The boy bounced off into the dark, grabbing the waiting hand of the most beautiful girl Adelio had ever seen.  That had been him at one time, free from an intractable past.  Easy on the eyes, and the envy of every reasonable man.  One day that boy will be where I am now, he thought.  And that thought disgusted him.

-- Eydis Sverisdöttir . . . you know.

The boy made an upward gesture with his hand, meant to indicate the arc of the rocket ship that Ms.
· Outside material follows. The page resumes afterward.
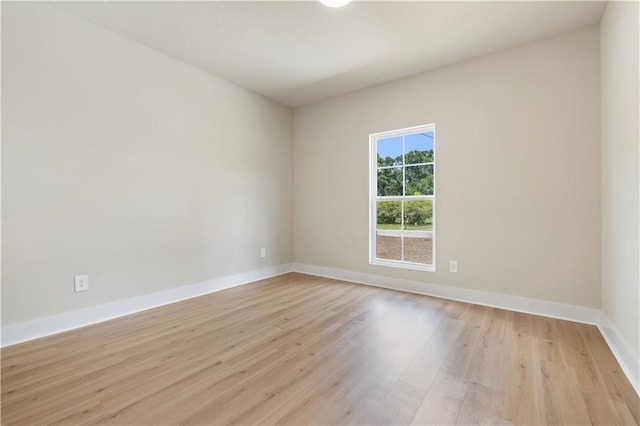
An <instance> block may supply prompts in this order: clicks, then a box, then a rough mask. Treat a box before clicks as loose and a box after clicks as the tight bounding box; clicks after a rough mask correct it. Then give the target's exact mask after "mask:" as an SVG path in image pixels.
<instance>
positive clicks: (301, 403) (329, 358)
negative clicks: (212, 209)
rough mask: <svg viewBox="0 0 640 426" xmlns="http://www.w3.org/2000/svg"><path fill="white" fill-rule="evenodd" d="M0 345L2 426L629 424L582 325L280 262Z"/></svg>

Sverisdöttir was scheduled to man for Bolivia’s first mission to the moon in November.  Adelio shrugged again.

The boy held out the crumpled poster as an offering  and explanation for his previous amorous indiscretion.

-- This is why we are so happy man!  Skál!

Adelio took the poster and nodded politely.  The boy turned and jogged to meet his friends.  For a moment Adelio imagined himself bounding off arm-in-arm with the glad crowd as he watched them disappear around the corner of hotel Emara.  He smoothed the poster of  future astronaut Eydis Sverisdöttir onto the café table he had occupied for the last ten hours.  It was the same one that plastered the walls of every café, boutique, and municipal building throughout the city.  In fact, he couldn’t remember a wall anywhere without it.  The image of that raven haired beauty with the green eyes was so ubiquitous that he had never realized how lovely she actually was.  He stuffed the poster in his jacket, and headed home finally realizing how drunk he had become.  Re-carpeting the elevators in the morning would be painful, but doable.  The fight that afternoon however . . . He had to get some sleep.






Ashley Bell lives in Richmond, Virginia.